Correlation and Regression Analysis – A Primer

Welcome back to Making Molehills out of Mountains University. For years data analytics have been my passion. I have spent years looking at human behavior and applying statistical analysis techniques to answer two primary business questions every CEO has, “Should I do X” and “If I do X what will happen?”  There is a third question they often ask, “I did X, what happened? It was not what I expected.” But that’s usually asked when something like New Coke flops, uh, I mean, doesn’t meet expectations.

My favorite tool, admitting my bias, is the mTab suite of analysis tools.  In the past ten years, mTab has become the standard in the automotive industry and has contributed, in my considerable professional opinion, to have a profound effect on the industry’s recovery.  After all, they’re now producing cars people are excited to buy.

Sorry, I digress. This is the 2nd class in Market Research Data Analysis 101. I teach in plain English, or as plain as possible considering the subject matter. In later classes we can do the math.  So, put away your smart phones, get out your tablets and learn something.

Today I introduce you to the lovely world of Correlation and Regression analysis which are two of the most commonly used techniques for determining the relationship between two quantitative variables.

Correlation Analysis

Assuming you’ve collected your data the first step is to create a scatter diagram.  Variable 1 is the X-axis and the other is the Y axis. The resulting diagram indicates the linear relationship between the two variables.  The closer they are to a straight line the stronger the relationship.  The linear relationship is defined as positive, negative or null and is expressed by a correlation coefficient or +1, -1, or 0.

A positive relationship means that a change in one variable has a positive effect (increase marketing budget = increase in sales). The converse is true for a negative relationship (increase in price = decrease in sales).

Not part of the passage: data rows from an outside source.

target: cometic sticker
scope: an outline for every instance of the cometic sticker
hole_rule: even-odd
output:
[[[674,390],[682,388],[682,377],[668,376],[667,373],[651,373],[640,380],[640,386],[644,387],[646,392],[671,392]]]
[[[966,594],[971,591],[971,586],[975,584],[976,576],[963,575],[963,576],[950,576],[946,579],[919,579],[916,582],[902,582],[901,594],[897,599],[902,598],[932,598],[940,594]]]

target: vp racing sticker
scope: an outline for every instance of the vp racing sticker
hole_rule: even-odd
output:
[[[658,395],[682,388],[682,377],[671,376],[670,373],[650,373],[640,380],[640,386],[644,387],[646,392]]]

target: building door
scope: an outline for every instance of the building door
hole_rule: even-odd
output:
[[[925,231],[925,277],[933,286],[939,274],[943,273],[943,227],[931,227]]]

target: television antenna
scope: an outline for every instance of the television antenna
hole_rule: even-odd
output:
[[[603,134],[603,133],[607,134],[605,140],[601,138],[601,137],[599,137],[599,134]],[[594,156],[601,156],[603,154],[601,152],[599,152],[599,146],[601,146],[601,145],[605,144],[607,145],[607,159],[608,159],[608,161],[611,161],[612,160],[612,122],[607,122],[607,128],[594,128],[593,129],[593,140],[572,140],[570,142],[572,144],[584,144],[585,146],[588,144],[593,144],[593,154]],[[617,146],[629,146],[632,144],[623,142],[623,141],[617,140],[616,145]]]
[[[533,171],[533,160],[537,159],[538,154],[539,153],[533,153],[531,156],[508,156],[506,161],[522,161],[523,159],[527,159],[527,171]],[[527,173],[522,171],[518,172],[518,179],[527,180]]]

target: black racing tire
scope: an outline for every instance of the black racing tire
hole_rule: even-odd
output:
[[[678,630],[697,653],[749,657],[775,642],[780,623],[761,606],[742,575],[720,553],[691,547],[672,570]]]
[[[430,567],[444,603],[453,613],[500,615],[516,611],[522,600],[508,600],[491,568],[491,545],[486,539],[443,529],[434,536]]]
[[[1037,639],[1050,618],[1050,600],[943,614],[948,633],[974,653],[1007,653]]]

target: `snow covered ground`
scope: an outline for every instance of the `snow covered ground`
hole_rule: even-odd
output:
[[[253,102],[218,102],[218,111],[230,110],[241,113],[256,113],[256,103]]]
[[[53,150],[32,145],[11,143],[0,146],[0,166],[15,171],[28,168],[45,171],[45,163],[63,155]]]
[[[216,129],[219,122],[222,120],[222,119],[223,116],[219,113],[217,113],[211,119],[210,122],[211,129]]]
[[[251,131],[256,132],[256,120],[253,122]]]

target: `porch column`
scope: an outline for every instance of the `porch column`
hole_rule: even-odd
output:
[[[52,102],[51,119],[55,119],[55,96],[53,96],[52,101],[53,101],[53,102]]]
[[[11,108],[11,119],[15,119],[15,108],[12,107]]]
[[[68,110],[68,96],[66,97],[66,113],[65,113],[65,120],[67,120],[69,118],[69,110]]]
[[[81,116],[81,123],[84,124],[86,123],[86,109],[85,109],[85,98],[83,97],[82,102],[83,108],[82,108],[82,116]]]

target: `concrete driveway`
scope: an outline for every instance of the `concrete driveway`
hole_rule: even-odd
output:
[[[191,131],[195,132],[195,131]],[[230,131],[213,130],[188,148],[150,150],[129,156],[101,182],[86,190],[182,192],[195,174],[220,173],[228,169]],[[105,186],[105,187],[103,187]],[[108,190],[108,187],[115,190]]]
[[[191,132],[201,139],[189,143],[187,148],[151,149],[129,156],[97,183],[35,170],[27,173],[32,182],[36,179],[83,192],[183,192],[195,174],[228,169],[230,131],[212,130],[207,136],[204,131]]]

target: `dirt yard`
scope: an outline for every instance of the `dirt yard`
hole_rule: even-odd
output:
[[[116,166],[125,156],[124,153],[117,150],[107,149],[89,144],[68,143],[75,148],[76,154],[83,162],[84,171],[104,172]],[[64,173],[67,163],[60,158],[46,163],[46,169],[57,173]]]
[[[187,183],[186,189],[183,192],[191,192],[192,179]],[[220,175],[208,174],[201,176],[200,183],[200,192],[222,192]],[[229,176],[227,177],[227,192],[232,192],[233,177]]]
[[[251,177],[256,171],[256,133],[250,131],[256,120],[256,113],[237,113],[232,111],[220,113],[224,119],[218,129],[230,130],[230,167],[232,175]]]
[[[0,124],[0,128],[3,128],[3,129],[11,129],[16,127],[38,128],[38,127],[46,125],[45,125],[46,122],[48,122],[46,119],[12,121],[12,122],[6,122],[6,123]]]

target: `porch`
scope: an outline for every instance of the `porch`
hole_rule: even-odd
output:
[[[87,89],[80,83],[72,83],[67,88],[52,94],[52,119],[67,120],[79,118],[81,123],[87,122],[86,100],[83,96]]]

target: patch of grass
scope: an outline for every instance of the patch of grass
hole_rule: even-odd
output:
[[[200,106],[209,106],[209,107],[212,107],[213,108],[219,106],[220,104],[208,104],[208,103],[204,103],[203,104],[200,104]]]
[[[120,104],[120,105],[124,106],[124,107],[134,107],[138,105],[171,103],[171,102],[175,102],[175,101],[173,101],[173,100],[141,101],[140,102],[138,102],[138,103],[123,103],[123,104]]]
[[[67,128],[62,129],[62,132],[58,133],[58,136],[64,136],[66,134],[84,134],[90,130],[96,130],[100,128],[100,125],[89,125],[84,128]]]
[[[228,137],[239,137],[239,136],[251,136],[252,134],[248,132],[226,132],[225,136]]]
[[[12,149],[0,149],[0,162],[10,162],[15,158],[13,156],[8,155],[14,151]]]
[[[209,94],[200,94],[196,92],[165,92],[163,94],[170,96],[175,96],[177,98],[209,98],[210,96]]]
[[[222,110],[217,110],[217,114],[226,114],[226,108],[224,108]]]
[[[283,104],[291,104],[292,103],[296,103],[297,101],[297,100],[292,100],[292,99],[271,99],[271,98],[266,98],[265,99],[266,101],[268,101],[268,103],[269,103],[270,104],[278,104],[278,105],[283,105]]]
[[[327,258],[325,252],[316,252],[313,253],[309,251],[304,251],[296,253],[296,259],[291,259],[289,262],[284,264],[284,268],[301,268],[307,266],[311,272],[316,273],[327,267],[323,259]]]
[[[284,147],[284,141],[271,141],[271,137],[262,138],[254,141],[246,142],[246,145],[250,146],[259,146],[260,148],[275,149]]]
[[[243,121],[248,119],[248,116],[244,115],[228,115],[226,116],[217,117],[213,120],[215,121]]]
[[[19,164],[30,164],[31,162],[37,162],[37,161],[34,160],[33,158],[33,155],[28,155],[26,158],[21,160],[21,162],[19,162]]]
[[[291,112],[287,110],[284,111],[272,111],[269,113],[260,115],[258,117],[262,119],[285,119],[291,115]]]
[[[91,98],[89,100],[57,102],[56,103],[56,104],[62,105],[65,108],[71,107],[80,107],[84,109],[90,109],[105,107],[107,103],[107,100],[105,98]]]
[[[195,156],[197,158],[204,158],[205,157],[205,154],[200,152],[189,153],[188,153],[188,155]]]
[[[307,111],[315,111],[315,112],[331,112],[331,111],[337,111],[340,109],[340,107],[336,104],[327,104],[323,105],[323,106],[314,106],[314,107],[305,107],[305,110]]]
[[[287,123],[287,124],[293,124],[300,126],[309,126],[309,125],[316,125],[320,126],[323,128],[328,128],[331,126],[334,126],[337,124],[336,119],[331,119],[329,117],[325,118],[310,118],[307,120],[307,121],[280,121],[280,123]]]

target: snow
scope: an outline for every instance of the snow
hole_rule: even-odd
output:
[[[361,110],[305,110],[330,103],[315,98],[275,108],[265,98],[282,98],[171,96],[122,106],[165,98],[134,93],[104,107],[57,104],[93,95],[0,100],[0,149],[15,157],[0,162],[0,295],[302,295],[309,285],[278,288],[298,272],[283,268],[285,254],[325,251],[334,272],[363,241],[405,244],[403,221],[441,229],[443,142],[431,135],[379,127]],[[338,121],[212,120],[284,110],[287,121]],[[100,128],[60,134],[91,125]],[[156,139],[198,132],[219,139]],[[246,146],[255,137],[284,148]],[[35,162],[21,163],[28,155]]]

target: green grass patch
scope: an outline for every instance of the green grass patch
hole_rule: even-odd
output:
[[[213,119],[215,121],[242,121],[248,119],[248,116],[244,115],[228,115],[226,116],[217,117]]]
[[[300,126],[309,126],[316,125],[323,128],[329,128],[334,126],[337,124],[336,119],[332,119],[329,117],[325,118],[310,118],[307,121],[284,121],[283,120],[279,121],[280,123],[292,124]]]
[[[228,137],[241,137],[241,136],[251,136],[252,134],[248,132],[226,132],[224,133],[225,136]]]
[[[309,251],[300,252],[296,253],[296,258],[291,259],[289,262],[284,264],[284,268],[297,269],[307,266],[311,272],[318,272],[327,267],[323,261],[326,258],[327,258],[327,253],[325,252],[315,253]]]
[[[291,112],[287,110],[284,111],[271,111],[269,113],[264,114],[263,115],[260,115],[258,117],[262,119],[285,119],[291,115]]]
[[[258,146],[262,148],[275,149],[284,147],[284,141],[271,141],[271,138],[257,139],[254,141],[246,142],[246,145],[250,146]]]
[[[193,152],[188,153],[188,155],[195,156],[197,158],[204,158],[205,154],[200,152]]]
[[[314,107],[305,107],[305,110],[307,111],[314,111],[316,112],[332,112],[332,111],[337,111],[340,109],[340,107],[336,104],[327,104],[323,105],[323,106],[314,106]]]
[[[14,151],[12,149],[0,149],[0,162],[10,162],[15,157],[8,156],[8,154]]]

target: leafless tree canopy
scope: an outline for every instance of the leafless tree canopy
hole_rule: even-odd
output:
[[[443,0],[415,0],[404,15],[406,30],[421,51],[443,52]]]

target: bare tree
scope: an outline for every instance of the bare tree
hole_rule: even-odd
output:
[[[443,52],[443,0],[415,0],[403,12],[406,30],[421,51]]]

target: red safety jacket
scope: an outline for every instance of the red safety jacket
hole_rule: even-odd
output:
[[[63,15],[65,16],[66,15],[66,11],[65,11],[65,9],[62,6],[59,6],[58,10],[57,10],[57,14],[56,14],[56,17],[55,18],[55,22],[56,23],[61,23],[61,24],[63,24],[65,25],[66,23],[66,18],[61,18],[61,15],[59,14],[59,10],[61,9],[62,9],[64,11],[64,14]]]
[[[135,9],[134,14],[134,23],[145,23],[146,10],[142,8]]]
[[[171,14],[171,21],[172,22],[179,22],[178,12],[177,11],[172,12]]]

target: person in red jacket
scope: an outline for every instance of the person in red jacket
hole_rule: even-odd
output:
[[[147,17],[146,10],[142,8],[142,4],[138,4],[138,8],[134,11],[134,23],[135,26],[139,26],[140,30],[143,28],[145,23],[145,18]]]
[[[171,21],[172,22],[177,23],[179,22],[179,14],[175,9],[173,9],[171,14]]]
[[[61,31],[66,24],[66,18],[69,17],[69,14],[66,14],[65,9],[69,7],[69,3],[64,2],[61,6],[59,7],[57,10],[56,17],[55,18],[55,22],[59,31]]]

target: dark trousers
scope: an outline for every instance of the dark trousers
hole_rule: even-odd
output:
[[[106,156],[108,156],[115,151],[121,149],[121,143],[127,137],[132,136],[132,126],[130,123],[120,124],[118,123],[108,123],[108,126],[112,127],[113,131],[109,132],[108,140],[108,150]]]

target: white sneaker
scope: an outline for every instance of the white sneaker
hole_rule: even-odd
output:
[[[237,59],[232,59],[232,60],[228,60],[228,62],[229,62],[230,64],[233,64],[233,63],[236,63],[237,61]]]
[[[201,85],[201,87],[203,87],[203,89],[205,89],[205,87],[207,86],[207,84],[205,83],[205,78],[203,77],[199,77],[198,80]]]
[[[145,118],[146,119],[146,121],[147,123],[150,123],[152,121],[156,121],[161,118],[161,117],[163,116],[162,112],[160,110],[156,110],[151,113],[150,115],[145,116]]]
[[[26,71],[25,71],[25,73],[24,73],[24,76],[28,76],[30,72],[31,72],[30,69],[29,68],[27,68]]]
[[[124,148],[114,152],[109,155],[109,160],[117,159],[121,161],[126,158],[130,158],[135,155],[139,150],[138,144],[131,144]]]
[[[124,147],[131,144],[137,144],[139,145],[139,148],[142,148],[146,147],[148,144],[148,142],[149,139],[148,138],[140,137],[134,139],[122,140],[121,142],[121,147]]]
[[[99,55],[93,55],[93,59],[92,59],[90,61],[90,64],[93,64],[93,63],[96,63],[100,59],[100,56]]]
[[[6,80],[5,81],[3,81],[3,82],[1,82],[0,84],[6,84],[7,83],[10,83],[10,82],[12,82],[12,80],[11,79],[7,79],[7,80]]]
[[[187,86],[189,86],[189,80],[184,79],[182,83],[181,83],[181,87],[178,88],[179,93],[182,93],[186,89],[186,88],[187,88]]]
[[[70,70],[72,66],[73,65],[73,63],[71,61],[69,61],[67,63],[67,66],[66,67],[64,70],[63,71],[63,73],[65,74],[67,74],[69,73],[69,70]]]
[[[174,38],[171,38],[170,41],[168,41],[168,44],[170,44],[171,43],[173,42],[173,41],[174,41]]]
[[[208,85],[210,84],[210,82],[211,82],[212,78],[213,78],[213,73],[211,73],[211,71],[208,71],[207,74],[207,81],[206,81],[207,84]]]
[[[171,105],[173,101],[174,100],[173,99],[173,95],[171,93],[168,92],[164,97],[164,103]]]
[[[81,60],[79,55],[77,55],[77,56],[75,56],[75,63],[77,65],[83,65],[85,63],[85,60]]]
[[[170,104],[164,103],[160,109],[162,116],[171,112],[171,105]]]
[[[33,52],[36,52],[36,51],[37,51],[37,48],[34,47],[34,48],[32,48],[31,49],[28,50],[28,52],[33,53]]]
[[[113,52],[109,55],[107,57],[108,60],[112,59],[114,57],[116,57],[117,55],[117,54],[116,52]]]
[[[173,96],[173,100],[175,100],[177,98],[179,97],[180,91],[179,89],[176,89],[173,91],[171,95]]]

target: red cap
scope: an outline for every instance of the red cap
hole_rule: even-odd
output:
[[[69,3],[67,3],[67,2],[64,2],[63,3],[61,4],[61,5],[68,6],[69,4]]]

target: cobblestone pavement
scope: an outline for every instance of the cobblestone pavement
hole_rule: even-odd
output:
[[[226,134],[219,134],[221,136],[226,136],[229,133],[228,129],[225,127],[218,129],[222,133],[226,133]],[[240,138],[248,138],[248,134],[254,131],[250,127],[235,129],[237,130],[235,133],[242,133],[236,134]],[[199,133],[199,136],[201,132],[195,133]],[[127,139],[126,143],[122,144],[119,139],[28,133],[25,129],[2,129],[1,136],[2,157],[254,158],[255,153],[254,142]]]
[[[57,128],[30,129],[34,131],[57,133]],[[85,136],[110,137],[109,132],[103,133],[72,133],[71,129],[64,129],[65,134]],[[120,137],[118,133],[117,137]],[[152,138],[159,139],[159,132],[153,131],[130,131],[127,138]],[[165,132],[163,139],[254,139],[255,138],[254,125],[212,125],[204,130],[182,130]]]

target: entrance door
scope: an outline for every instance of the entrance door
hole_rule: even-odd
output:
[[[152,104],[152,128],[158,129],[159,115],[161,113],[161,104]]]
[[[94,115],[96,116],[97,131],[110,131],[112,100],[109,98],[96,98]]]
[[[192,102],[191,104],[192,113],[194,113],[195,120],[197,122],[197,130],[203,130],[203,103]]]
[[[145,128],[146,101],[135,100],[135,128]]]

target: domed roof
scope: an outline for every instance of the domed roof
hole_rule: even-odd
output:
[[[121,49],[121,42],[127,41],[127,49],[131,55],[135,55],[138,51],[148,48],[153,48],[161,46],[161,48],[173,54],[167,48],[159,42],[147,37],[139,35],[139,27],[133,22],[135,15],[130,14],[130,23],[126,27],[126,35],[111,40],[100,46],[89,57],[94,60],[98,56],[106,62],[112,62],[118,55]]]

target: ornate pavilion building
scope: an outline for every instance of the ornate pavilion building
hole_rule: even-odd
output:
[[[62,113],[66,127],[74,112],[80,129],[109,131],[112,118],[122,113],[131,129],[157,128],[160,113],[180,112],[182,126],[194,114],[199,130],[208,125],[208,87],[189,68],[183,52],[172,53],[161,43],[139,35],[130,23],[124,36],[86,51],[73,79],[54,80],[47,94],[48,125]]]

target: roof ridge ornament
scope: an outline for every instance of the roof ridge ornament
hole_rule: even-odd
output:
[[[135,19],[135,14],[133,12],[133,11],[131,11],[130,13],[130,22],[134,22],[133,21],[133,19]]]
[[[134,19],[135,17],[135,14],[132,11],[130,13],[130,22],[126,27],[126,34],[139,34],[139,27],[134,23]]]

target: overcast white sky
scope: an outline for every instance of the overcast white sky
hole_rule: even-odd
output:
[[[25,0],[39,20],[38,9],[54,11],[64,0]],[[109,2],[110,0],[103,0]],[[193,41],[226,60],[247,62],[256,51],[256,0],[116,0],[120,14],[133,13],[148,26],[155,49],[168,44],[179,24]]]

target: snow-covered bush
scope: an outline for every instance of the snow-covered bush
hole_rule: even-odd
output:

Coefficient = 0                              =+1                    Between 0 & -1

Seems straightforward. But, remember, we are not talking about causation here.  There may be a third variable that accounts for the relationship (e.g. Tax refund check came through at the time of increased marketing).

Regression Analysis

Now that you know there is a relationship between two variables what do you do with that?  As future high falutin analysts you’ll want to predict the Key Drivers and report them to your CEO.  She’ll want to know, “If I decrease price will I sell more product?”

Enter linear and non-linear regression.  Simply put, if a change in X (independent variable) equals a consistent change in Y (dependent variable), then the relationship is linear.  If the change in Y is inconsistent then the relationship is nonlinear. For Regression analysis there is an assumption of linearity.  IF the scatter diagram indicates a nonlinear relationship there are mathematical techniques that can be used to obtain linearity.

Assuming price and units sold is a linear relationship, using standard regression analysis techniques, the analyst should be able to predict the number of units sold at a particular price point.  This also assumes, for the sake of this exercise, that the relationship is positive and the correlation coefficient is +1 or close to +1.  The stronger the coefficient the better predictive quality of the data under regression.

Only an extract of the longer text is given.